La chica de Elisa.
Elisa era una mujer guapa y atractiva. A pesar de haber superado los cuarenta, poseía un espíritu joven al que acompañaba un cuerpo esbelto y llamativo. Tenía el pelo moreno, largo hasta los hombros y un poco rizado; pero lo que más llamaba la atención eran sus ojos vivaces rallando la picardía y su sonrisa seductora y atrevida. Sin embargo, cuando la gente la conocía, apreciaba en ella un gran corazón lleno de generosidad y una tremenda facilidad para entregarse al necesitado.
Aquella noche, Elisa se encontraba sentada en el patio de su casa. Era un patio amplio que servía de jardín y entrada a su humilde pero acogedora vivienda.
Una incesante luciérnaga giraba en torno al farolillo que, suspendido de un pequeño sarmiento, iluminaba un precioso racimo de uvas que intentaba tomar el color dorado que tanto agradaba a Elisa.
Sobre la mesa, un vaso de tinto con hielo quitaba calor a la velada, mientras Curro, su gato favorito, ronroneaba tendido junto a ella, sumergido en un plácido sueño.
“Es una noche perfecta”, pensaba de vez en cuando, separando los ojos del libro que estaba leyendo y disfrutando de la calidez que le otorgaba el verano.
En algunas ocasiones se deslizaba los cascos y se limitaba a escuchar los cantos de unos grillos escondidos en la oscuridad. Sin embargo, la historia que estaba leyendo la tenía totalmente enganchada, por lo que rápidamente retomaba su lectura.
– ¿Y aquellas ruinas que se ven al fondo qué son?–preguntó el chico entusiasmado.
–Son restos de la antigua muralla que defendía la ciudad. Aquella ruina que ves allí con apariencia de arco es una de las antiguas puertas de la muralla. Creo que se llama la “Puerta del viento”. La muralla de origen árabe, bordea toda la parte sur, el casco antiguo donde se asentaron los musulmanes cuando conquistaron estas tierras. Mira, vuélvete… ¿Ves esa construcción sobre el tajo con árboles que parecen que se quieren caer?

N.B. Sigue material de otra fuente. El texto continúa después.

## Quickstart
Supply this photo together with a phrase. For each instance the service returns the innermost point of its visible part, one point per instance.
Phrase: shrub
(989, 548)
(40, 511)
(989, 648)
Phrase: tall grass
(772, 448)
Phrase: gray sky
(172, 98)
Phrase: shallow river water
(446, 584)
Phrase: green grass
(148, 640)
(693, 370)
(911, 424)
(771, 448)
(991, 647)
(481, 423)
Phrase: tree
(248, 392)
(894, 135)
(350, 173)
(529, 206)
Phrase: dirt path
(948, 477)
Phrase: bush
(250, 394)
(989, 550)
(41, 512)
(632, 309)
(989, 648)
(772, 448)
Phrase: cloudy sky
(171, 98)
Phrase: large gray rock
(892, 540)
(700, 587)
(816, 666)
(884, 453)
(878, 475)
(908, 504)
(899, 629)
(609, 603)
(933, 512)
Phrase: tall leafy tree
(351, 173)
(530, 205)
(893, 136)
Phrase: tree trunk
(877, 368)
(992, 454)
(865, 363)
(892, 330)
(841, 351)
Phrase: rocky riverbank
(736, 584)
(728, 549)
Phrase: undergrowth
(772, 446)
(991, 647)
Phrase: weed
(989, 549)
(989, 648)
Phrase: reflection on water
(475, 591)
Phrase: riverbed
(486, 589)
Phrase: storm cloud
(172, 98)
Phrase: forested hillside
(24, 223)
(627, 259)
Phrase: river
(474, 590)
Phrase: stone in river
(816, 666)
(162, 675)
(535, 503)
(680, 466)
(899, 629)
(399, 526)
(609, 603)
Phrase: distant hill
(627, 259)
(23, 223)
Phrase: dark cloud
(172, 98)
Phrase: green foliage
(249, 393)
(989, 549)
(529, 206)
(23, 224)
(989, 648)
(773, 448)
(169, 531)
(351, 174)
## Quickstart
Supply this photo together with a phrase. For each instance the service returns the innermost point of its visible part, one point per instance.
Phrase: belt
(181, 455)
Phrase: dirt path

–Si, debe ser una casa de gente importante.
–Es la llamada casa del rey Moro. Dice la historia que fue construida por un gran príncipe que trajo del norte de África muchas flores que adornaron con su color y olor toda la comarca. En el jardín hay varios desniveles y a las distintas terrazas se accede a través de pequeñas escalinatas decoradas con azulejos. Hace algún tiempo que visité esos jardines y quedé maravillada con sus canalillos y sus fuentes y estanques cubiertos por nenúfares. En el interior de la casa hay una mina de captación de agua, también de origen árabe, y una escalera tallada en la misma roca con más de trescientos escalones que baja hasta un manantial que brota en el fondo del tajo. Dicho tajo por dentro está hueco y contiene estancias, desde aljibes hasta habitaciones que fueron utilizados como polvorín y depósito de grano.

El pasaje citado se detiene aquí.